With an eye on the lucrative U.S. market, Italy’s Angelini Pharma will acquire rare disease specialist Catalyst Pharmaceuticals and its potential blockbuster, Firdapse, for $4.1 billion.
Rome-based Angelini, a family-owned private company established in 1919, is paying $31.50 per share for Florida-based Catalyst. It is a 3% premium on Catalyst’s share price at close yesterday and a 21% premium on its price on April 22 before market activity hinted at public knowledge that a sale was in the offing. Bloomberg reported the potential buyout on April 27, triggering another stock surge.
The companies expect to close the deal in the third quarter.
“Five years ago, we embarked on a profound transformation of Angelini Pharma—organizational, scientific and strategic—with the ambition to build a company capable of competing at the highest global level,” Angelini CEO Segio Marullo di Condojanni said in a release. “Entering the U.S. market will allow us to acquire the scale and capabilities needed to continue this journey.”
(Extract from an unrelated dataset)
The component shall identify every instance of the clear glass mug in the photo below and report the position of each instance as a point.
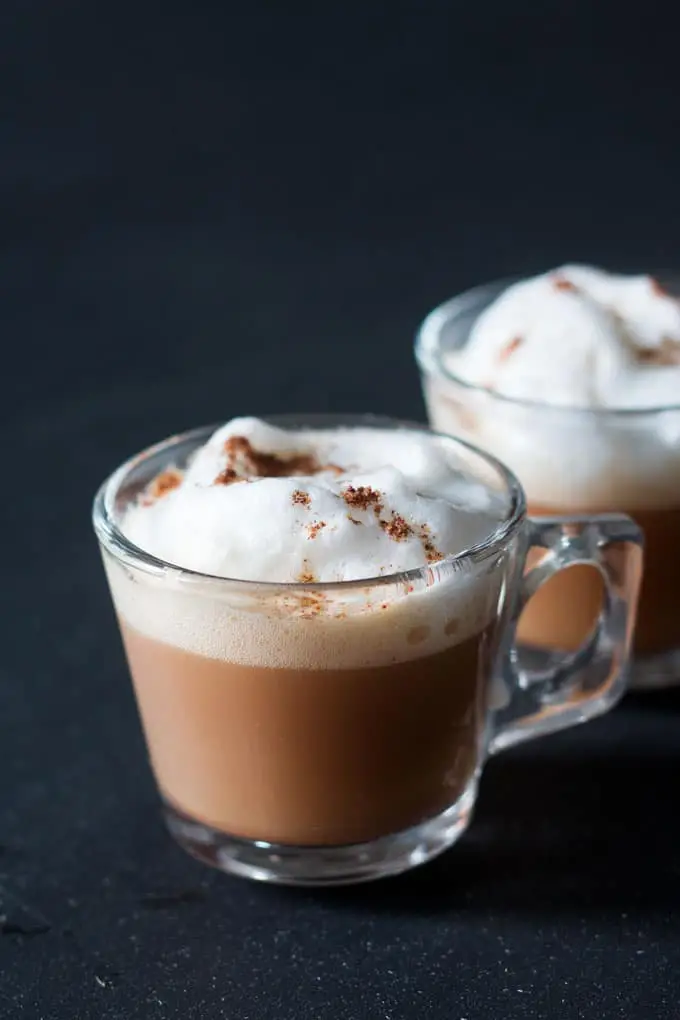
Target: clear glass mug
(332, 733)
(572, 462)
With its largest-ever acquisition, Angelini gains 24-year-old Catalyst, which was listed on the Nasdaq in 2006. Catalyst began generating revenue in 2019 and reported sales of $589 million in 2025, which were up 20%. In February, the company guided revenue between $615 million and $645 million this year.
Firdapse, which was approved in 2018 to treat the neuromuscular disorder Lambert-Eaton myasthenic syndrome (LEMS), generated sales of $358 million last year, good for an 18% increase year-over-year.
Catalyst owns the U.S. rights to Santhera-partnered Duchenne muscular dystrophy treatment Agamree, too, which was approved in 2023 and racked up sales of $117 million last year in the U.S. The company also reported sales of $113 million last year for seizure medicine Fycompa, which began facing generic competition in the fourth quarter.
“By combining our unique capabilities in rare diseases with Angelini’s proven global reach, we will create a stronger, scalable, and robust rare disease platform to expand access to life-changing therapies worldwide,” Catalyst CEO Rich Daly said in a release. “For shareholders, this transaction delivers immediate and certain cash value through a compelling premium.”
Italian public development bank CDP Equity is helping to fund the deal by taking a minority stake in Angelini, according to Reuters. The lender supports Italy’s economy by financing infrastructure, promoting innovation, and supporting businesses, while managing a €32 billion ($38 billion) equity base.
Angelini’s deal comes on the heels of a similar transaction last week by another Italian family-owned private drugmaker, Chiesi, which bought out Massachusetts rare disease specialist KalVista for $1.9 billion. With the acquisition, Chiesi gained newly-approved Ekterly, a potential blockbuster treatment for hereditary angioedema (HAE).
Angelini Pharma and parent Angelini Industries have been on an investment tear, most recently partnering with the EU’s investment arm, the European Investment Bank, to infuse 150 million euros (about $174.3 million) into biotech, medtech and digital health companies over the next six years in Europe.
In February, Angelini ponied up $120 million to collaborate with Massachusetts biotech Quiver Bioscience to advance novel therapies for genetic epilepsies. Late last year, Angelini also penned a $550 million deal to acquire a preclinical neuro asset from South Korean biotech Sovargen.